Aus den sieben Interviews der ersten Phase wird ersichtlich, dass an den drei Projektschulen – im Folgenden S1, S2 und S3 – dasselbe Prinzip eines (Wochen-)Unterrichts installiert wurde, das aus zwei Schritten bestand. Zunächst wurden Aufgaben – meist zu Beginn der Woche – von den Lehrer*innen bereitgestellt, die von den Schüler*innen innerhalb einer bestimmten Frist bearbeitet werden sollten. In einem zweiten Schritt und nach Ablauf der Frist – meist zum Ende der Woche – stellten die Lehrer*innen die Lösungen zu den Aufgaben zur Verfügung, sodass die Schüler*innen selbstständig ihre Bearbeitung überprüfen sollten.
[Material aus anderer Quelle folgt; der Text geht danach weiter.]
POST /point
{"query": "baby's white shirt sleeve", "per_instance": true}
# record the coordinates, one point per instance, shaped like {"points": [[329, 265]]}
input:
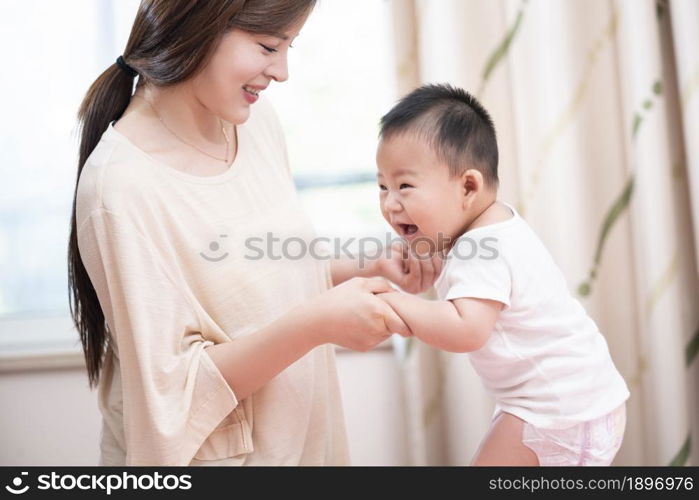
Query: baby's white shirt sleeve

In dieser Abfolge wurde pädagogisches Handeln (Gruschka 2013) auf das Bereitstellen von Aufgaben und Lösungen reduziert, wodurch die Vermittlungsbemühungen der Lehrer*innen allein an die didaktisierten Gegenstände, deren Aufgaben etc. delegiert wurden und darin aufgehen mussten. Unterrichten als Handlung der Lehrer*innen fand daher nahezu nicht statt oder wurde allein als digitale Bereitstellung von Arbeitsaufträgen umgesetzt, die von den Schüler*innen von der digitalen Plattform oder per E-Mail abgerufen und bearbeitet werden mussten (Jornitz und Mayer 2021; Mayer und Jornitz 2022). In dieser Konzeption eines fortgeführten Unterrichts erhielten die Lehrer*innen keinen Eindruck von den Aneignungsbemühungen ihrer Schüler*innen (Pollmanns 2019) hinsichtlich des jeweiligen Schulstoffes, da keine Rückmeldungswege etabliert waren. Sie konnten nicht sehen, wie oder gar ob die Aufgaben bearbeitet wurden, da selbst die Schüler*innenarbeiten nicht von ihnen eingesammelt wurden, sondern die Schüler*innen aufgefordert waren, diese mit Hilfe der zeitlich später zur Verfügung gestellten Aufgabenlösungen zu kontrollieren und gegebenenfalls zu korrigieren (z. B. Mayer und Jornitz 2022).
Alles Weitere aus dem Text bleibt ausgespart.